Outlets: NACA did lots of work on these during WWII. An efficient outlet is not just an efficient inlet turned around backwards. Rather, it should bring exhaust air as parallel to ambient flow as possible. Carefully study the exit gill geometry of fast swimming fishes, like tuna. Venturi and Bernoulli dynamics draw the water over the gills and out, else the fish does not get breakfast, but rather
is breakfast. With Coro panels, this should be easy. The somewhat recessed leading edge of the exit ramp should have radiused edge contour. Proper inlets and outlets make the craft into a linear pump, with no moving parts...
Hot spots around exhaust pipes, etc.: Consider paneling this part of the belly with aluminum window screen, as alu is a superb heat conductor, so instantly dissipates any hot spot. Others with Coro belly pan experience report that the stuff can be used much closer to hot spots than I had imagined, but any such Coro could be faced or edged with aluminum foil tape, similar to duct tape. For the hottest spots, alu. window screen. Might could get some suitable stuff already framed in rectangular panels from a building recycling store, or discarded after a house remodel.
Some folks report aero improvement by sealing up those gaps in the face of the vehicle. Ford Econoline vans may so profit by use of strips of polyethelene pipe insulation, properly inserted into such gaps.

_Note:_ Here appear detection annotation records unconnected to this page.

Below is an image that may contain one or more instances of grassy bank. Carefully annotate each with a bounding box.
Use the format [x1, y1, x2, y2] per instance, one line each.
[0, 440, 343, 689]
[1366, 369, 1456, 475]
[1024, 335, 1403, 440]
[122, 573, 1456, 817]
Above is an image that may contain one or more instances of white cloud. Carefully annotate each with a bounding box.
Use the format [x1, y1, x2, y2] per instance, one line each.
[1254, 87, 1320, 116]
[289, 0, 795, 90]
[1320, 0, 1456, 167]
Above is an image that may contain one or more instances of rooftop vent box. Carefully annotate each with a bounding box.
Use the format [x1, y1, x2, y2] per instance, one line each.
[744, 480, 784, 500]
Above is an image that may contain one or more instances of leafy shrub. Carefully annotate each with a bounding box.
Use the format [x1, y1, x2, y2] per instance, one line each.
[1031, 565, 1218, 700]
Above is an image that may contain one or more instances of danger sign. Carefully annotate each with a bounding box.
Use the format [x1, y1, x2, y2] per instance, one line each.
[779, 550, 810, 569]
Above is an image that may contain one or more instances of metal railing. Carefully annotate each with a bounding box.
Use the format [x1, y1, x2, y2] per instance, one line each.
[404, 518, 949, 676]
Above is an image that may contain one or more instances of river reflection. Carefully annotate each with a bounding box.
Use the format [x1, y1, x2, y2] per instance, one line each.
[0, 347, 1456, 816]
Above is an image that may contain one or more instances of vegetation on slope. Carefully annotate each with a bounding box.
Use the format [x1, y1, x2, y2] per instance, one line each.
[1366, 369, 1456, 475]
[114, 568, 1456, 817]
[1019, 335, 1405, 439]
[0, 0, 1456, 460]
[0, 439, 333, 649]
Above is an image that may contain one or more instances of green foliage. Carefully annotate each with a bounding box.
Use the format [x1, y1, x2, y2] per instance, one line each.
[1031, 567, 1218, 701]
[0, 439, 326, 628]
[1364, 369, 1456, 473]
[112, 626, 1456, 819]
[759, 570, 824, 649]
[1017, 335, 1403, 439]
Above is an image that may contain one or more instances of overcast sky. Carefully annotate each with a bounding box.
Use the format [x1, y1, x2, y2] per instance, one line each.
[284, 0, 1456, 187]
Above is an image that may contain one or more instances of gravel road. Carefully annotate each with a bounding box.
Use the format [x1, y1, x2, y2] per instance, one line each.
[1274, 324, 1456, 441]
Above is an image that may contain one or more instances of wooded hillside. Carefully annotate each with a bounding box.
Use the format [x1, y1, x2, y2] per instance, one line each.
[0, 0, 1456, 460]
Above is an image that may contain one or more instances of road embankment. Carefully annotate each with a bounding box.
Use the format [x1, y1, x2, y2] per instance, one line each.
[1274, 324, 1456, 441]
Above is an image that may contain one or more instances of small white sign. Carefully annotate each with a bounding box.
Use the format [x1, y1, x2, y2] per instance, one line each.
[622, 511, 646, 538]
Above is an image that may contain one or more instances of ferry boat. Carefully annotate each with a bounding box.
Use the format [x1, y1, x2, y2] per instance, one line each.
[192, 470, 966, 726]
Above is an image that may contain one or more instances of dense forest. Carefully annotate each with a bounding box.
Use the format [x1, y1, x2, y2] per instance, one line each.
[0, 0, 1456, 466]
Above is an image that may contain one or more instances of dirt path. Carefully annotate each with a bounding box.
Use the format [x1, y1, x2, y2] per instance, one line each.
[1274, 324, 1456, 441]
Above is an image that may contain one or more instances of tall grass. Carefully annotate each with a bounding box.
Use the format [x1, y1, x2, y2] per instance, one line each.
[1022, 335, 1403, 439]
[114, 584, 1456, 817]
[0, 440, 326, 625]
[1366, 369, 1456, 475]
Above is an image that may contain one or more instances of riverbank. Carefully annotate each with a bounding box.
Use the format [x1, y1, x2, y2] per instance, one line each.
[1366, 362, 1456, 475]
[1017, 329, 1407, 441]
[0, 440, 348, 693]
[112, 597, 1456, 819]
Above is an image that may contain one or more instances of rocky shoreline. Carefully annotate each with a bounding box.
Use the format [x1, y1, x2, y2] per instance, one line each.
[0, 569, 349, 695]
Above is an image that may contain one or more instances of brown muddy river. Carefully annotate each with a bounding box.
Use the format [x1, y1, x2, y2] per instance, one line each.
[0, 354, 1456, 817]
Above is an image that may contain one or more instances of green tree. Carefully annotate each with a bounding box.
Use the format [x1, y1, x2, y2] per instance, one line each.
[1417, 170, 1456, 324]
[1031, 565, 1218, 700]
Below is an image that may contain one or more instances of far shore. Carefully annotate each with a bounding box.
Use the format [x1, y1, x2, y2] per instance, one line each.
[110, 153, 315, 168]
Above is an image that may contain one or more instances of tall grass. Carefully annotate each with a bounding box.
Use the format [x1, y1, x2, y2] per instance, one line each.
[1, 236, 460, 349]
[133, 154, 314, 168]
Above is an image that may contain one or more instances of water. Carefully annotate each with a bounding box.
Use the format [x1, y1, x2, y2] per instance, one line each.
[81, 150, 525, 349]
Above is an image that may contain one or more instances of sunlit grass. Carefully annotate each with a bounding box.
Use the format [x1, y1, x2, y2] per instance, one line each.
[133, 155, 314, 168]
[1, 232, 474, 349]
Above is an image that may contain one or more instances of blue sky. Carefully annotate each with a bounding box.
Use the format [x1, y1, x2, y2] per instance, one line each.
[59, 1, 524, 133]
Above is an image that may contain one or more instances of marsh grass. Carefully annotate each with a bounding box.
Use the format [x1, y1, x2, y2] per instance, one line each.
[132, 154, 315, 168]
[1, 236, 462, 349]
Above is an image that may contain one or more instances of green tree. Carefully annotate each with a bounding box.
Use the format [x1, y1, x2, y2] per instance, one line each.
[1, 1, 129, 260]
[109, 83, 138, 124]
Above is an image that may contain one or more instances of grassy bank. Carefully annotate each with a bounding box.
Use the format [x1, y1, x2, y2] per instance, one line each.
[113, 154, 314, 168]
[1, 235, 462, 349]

Your Econoline van has a plastic valence under the front bumper exactly like mine. I've seen others with valences
that hang several inches lower, acting more as an air dam, so maybe some research at a Pick and Pull junkyard would find a bigger dam to fit that stock metal bumper, and also serve as a leading edge mounting surface for the belly pan. Alternatively, such valence could be a mounting surface for a combined splitter and belly pan. The Porsche guys figured out by trial and error that a splitter of ~4" protrusion is optimum.